Download or read book The Chronological History of the Roanoke Missionary Baptist Association and Its Founders from 1866 1966 written by DR. LINWOOD MORINGS BOONE and published by AuthorHouse. This book was released on 2012-03-06 with total page 257 pages. Available in PDF, EPUB and Kindle. Book excerpt: The author has wonderfully traced the orgins of the Roanoke Missionary Baptist Associations and its Founders from 1866 to 1966. He has included brief but substative narratives of the lives of the Founding Fathers namely: L. W. Boone, Z. H. Berry, H. H. Hays, C. E.Hodges, C. E. Johnson, William Reid, Emanuel Reynolds and others. Sufficient attention has been given to the activities of the Women Missionary and Education Union.

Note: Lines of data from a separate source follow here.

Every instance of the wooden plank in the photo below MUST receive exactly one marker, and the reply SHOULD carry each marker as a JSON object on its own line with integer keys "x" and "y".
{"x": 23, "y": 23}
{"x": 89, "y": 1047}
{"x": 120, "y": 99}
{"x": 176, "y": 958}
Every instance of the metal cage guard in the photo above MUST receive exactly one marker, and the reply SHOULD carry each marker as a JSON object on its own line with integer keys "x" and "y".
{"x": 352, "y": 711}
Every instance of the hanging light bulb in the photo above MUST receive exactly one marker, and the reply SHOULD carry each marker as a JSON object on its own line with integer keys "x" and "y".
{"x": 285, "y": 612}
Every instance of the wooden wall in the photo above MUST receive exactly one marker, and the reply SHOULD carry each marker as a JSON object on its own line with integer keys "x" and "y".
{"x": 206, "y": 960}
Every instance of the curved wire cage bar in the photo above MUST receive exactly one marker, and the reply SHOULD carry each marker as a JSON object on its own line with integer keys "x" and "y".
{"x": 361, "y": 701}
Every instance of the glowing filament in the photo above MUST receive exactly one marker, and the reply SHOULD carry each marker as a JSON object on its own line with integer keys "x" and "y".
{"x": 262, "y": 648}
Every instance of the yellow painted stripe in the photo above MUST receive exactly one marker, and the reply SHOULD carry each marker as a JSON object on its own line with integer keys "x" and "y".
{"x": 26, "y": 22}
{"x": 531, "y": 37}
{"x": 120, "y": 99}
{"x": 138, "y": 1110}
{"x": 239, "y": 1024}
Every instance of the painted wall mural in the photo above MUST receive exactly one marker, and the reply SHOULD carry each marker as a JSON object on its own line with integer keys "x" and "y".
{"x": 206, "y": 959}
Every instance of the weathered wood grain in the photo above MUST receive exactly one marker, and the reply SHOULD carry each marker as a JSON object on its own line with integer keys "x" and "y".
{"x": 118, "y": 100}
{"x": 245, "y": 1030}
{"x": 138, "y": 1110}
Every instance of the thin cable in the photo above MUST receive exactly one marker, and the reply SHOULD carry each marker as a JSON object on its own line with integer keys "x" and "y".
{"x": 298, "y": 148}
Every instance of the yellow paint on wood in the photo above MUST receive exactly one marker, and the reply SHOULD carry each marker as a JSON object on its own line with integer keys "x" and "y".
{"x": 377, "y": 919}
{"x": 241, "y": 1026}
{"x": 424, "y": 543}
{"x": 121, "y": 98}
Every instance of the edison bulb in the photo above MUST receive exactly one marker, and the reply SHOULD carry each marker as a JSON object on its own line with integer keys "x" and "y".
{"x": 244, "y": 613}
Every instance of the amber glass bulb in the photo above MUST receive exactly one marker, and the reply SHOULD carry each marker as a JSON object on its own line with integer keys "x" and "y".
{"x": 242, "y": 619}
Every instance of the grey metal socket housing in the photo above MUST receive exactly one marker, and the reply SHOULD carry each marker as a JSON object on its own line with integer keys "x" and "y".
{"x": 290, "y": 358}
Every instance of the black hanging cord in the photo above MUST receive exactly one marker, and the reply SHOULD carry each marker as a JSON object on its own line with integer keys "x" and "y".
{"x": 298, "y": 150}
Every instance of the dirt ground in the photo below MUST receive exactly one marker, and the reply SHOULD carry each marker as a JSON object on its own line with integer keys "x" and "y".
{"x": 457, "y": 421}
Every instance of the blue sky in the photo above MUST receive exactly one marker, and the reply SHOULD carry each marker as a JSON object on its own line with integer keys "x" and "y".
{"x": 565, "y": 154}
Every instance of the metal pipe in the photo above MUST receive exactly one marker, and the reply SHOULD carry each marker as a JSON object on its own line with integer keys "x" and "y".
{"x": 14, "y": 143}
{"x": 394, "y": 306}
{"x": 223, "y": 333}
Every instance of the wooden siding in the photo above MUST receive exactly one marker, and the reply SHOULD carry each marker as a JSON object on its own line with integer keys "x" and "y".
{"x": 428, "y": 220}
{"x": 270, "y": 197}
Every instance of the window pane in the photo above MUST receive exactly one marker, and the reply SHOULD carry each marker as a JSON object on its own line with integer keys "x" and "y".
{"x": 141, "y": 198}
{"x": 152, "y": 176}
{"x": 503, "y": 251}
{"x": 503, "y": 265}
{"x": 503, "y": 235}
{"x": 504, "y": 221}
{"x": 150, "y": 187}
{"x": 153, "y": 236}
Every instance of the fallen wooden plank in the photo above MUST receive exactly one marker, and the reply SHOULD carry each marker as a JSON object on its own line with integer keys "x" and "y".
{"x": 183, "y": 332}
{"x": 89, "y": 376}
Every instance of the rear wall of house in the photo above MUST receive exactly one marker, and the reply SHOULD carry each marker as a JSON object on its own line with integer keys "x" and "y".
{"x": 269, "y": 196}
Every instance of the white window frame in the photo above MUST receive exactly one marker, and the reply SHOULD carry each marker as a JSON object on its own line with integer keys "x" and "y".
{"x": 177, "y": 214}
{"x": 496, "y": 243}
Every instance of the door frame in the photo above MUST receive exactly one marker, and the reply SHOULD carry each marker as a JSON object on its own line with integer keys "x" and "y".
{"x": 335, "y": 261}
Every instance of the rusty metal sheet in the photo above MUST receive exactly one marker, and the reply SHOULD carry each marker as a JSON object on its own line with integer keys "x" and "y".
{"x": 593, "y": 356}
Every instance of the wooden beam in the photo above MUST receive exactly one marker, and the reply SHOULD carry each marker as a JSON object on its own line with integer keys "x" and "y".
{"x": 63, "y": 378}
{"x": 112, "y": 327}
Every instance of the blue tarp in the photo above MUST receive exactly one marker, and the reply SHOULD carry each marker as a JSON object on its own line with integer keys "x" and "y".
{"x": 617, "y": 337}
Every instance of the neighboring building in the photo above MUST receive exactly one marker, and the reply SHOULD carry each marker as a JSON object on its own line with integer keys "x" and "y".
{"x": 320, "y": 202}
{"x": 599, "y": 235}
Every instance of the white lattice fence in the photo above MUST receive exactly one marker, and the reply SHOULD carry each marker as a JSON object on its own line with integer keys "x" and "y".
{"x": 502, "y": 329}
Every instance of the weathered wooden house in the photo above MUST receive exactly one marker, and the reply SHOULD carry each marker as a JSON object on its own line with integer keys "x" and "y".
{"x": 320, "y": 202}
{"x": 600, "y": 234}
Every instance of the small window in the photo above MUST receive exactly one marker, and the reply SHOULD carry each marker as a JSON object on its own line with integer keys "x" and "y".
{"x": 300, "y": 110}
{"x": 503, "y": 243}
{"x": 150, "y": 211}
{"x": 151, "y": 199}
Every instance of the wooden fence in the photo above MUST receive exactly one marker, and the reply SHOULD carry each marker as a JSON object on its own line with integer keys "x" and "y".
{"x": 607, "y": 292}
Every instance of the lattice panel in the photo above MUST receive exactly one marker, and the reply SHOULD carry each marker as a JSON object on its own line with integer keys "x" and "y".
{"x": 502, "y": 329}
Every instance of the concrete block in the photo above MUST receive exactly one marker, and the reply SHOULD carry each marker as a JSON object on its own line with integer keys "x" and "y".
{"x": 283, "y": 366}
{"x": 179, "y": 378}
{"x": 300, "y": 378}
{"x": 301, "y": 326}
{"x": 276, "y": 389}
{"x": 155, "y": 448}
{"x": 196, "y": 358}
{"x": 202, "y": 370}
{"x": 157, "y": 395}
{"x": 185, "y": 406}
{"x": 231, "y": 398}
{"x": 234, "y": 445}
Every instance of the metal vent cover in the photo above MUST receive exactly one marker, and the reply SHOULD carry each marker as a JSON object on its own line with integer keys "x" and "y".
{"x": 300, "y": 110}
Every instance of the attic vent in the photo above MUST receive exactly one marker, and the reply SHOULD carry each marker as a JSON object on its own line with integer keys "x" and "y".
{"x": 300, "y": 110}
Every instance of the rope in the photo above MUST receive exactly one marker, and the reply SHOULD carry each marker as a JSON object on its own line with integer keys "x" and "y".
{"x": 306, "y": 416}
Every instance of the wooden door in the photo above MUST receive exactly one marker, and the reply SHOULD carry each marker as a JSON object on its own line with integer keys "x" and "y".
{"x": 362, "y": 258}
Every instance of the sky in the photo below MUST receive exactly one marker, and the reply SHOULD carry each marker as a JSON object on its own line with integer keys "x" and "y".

Pictures and narratives of 10 of its previous presidents has been enshirned in the chapter entitled, "Woman, What of our Past." Historical sketches and pictures of selected churches within the Roanoke Missionary Baptist Association displays the far reaching effects of the Founding Fathers. The concluding chapter details the founding of the West Raonoke Missionary Baptist Association from the Roanoke Missionary Baptist Association. Dr. Boone has taken the Bataan from others who knew that this important historical contribution needed to be gathered, appreciated, shared and celebrated for a job well done. Unfortunately, no one was able to consistently pursue this great endeavor before Dr. Boones extensive and exhaustive work represented here. Massive in its scope the volume guides the reader in a comprehensive and challenging look at the origin and the significance of the Roanoke Missionary Baptist Association and the importance of the Founding Fathers and the work with the North Carolina and Virginia abolitionist. The lives of the Founding Fathers and the lives of the first three generations of pastors and officials are succinctly presented as they lifted up the esssential meaning of liberation for the pastor and the local congregations in northeastern North Carolina. The History of the Roanoke Missionary Baptist Association from 1866-1966 provides critical resources for the study of the formation of this grand institution. Dr. Boone has put in place a solid foundation that can be built upon as new information becomes available. He is married to the former Amanda Battle of Richmond, VA. They reside in Hampton Roads, Virginia.